French electricity giant EDF keen to build nuclear plant in Slovakia

Monday, June 25, 2007

PRAGUE. JUNE 25. INTERFAX CENTRAL EUROPE - French state-owned electricity giant Electricite de France (EDF) is interested in building a new nuclear plant in Slovakia, a company vice president said Monday.

"We would like to participate in developing the electricity sector in Slovakia," EDF's international unit vice president of Marc Boudier said, as cited by Slovak news agency SITA. "We want to use our know-how and tools to develop new production capacities and so [help] ensure Slovakia's self-sufficiency."

Boudier was speaking following a meeting with Slovakia's leftist Prime Minister Robert Fico (Smer).

Under an agreement with the European Commission signed by the previous center-right government, one unit at Jaslovske Bohunice's V1 reactor was shut down in 2006 and the second is due to close in 2008.

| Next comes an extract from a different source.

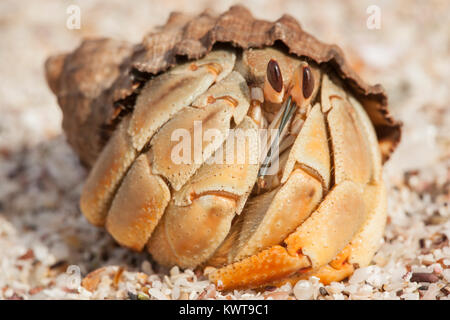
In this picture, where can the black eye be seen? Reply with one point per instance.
(308, 82)
(274, 75)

In February, Fico's government - which decried the reactor shutdowns as undermining Slovakia's energy security and independence - announced that Italian power utility Enel would build two new reactor blocks at the Mochovce nuclear power plant.

Enel has a 66% stake in Slovakia's dominant energy producer Slovenske Elektrarne (SE), which has a total of five reactors in Slovakia.

Fico's government wants SE to build Mochovce's third and fourth blocks to compensate for the closure of the V1 reactor block at the Jaslovske site.

The EU Nuclear Energy Forum (ENEF), a group established in March by Slovakia and the Czech Republic, the aim of which is to re-launch discussion on nuclear energy in Europe, is due to convene in September or October this year, in Bratislava, upon agreement of Fico and his Czech counterpart Prime Minister Mirek Topolanek (Civic Democracts, ODS).